On the day of hybridization, sections were thawed to room temperature, fixed in 4% formalin-PBS for 5 min, placed in 0.25% acetic anhydride in 0.1 mol/L triethanolamine (pH = 8) for 10 min, and then delipidized in increasing concentrations of ethanol to 100%, followed by chloroform. The slides were then sequentially dipped in 100% and 95% ethanol and allowed to dry. Sections were incubated in a humid chamber overnight at 37 C in 10⁶ dpm [³⁵S]-labeled probe per 60 µL hybridization buffer under paraffin coverslips. The buffer consisted of 50% formamide, 600 mmol/L NaCl, 80 mmol/L Tris-HCL (pH 7.5), 4 mmol/L EDTA, 0.1% sodium pyrophosphate, 0.2% SDS, 0.2 mg/mL heparin sulfate, 10% dextran sulfate, and 100 mmol/L dithiothreitol. The following day, slides were washed four times in 2 x SSC (1 x SSC = 150 mmol/L NaCl and 15 mmol/L Na citrate)/50% formamide at 40 C for 15 min each and then 2 washes in 1 x SSC at room temperature for 30 min each. Slides were dipped into water, then 70% ethanol, and were air-dried. The slides were then dipped into NTB-3 under safelight conditions, (diluted 1:1 with water, Eastman Kodak Co., Rochester, NY) and stored in the dark at 4 C. Test slides were developed to determine optimum length of exposure. The NKB slides were developed after 2 months of exposure, and the POMC slides after 1 week of exposure by sequential immersion for 2 min in Dektol Developer (17 C, diluted 1:1 with water), water, and Fixer (EDF/EDP photochemicals, Eastman Kodak Co.). After rinsing, the sections were counterstained with toluidine blue.

The specificities of the probes have been previously demonstrated in human hypothalamic tissues using Northern analysis at the same conditions of stringency (9). In addition, no signal was present when monkey hypothalamic sections were hybridized either to NKB or POMC sense probes or in buffer without probe. The distribution of the labeled cells in the infundibular nucleus was similar to previous descriptions of NKB or POMC mRNAs in human or monkey hypothalamus (27, 28, 29). Finally, immunocytochemical studies have shown similar distributions of ß-endorphin- (30, 31), POMC- (32), and tachykinin-immunoreactive neurons (33) in the monkey infundibular nucleus.
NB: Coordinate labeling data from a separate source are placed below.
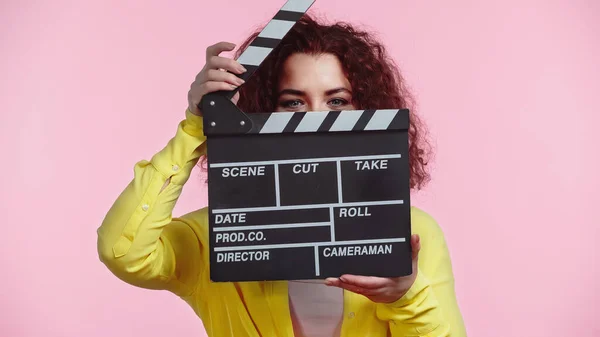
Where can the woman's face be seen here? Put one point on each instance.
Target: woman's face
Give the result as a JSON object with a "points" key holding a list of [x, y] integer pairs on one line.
{"points": [[313, 83]]}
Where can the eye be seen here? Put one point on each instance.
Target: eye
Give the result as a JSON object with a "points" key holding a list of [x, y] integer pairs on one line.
{"points": [[291, 104], [338, 102]]}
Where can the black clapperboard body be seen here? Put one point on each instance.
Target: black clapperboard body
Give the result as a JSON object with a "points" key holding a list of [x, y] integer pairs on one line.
{"points": [[305, 195]]}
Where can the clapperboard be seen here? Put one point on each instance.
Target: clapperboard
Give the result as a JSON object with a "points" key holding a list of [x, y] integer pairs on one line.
{"points": [[305, 195]]}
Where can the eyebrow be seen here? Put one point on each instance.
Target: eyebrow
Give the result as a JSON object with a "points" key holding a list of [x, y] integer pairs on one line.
{"points": [[302, 93]]}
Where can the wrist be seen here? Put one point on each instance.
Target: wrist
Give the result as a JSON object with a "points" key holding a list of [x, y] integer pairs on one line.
{"points": [[419, 285]]}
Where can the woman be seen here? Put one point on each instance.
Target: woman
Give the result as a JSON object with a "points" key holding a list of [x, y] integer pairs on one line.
{"points": [[315, 68]]}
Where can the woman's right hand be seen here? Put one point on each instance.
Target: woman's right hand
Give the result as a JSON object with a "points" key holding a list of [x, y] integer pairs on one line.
{"points": [[215, 76]]}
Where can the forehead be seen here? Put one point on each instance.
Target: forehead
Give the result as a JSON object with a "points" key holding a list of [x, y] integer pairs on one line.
{"points": [[304, 71]]}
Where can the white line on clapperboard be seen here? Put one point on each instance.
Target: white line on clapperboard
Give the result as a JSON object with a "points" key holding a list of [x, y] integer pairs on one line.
{"points": [[307, 244], [278, 206], [307, 160]]}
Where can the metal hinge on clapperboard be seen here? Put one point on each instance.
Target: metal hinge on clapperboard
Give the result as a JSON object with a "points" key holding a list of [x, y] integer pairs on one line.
{"points": [[271, 229]]}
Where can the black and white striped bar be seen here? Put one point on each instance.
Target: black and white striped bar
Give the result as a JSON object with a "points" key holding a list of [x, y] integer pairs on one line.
{"points": [[272, 34], [329, 121]]}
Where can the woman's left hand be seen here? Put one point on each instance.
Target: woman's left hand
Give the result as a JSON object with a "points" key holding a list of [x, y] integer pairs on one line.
{"points": [[379, 289]]}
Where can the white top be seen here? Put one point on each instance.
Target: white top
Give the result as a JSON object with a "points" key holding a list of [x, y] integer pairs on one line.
{"points": [[316, 309]]}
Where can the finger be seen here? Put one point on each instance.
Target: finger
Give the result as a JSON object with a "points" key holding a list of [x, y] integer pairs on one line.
{"points": [[236, 98], [367, 282], [218, 48], [416, 246], [218, 62], [359, 290], [212, 86], [222, 76]]}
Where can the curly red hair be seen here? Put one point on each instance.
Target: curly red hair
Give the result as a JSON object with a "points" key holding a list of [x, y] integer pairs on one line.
{"points": [[376, 81]]}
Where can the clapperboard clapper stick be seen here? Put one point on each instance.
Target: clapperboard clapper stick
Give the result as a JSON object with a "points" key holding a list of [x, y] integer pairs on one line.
{"points": [[305, 195]]}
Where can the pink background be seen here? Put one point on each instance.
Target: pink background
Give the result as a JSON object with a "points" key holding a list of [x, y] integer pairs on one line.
{"points": [[510, 89]]}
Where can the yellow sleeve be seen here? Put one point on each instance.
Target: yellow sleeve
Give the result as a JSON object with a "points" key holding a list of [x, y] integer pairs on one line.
{"points": [[430, 308], [138, 240]]}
Histochemistry for microglial cells

Monocytes and tissue histiocytes express unique, sodium fluoride-sensitive esterases such as -napthyl butyrate esterase (34, 35, 36). Brain microglia are also identified by these enzymatic markers, consistent with the hematopoetic origin of these cells (37, 38). Esterase activity in microglia has been demonstrated in a variety of species, including mouse, rat, guinea pig, and human (37, 38, 39, 40). In culture, increased microglial esterase activity is correlated with increased phagocytic activity and the morphologic characteristics of activated microglia (40, 41). Resting microglia in uninjured brain also express esterase activity (38). An increase in the number of activated microglia in adult animals is a sensitive and reliable marker of neuropathology (42, 43) and a key feature of the estrogen-associated toxicity in rodents (24).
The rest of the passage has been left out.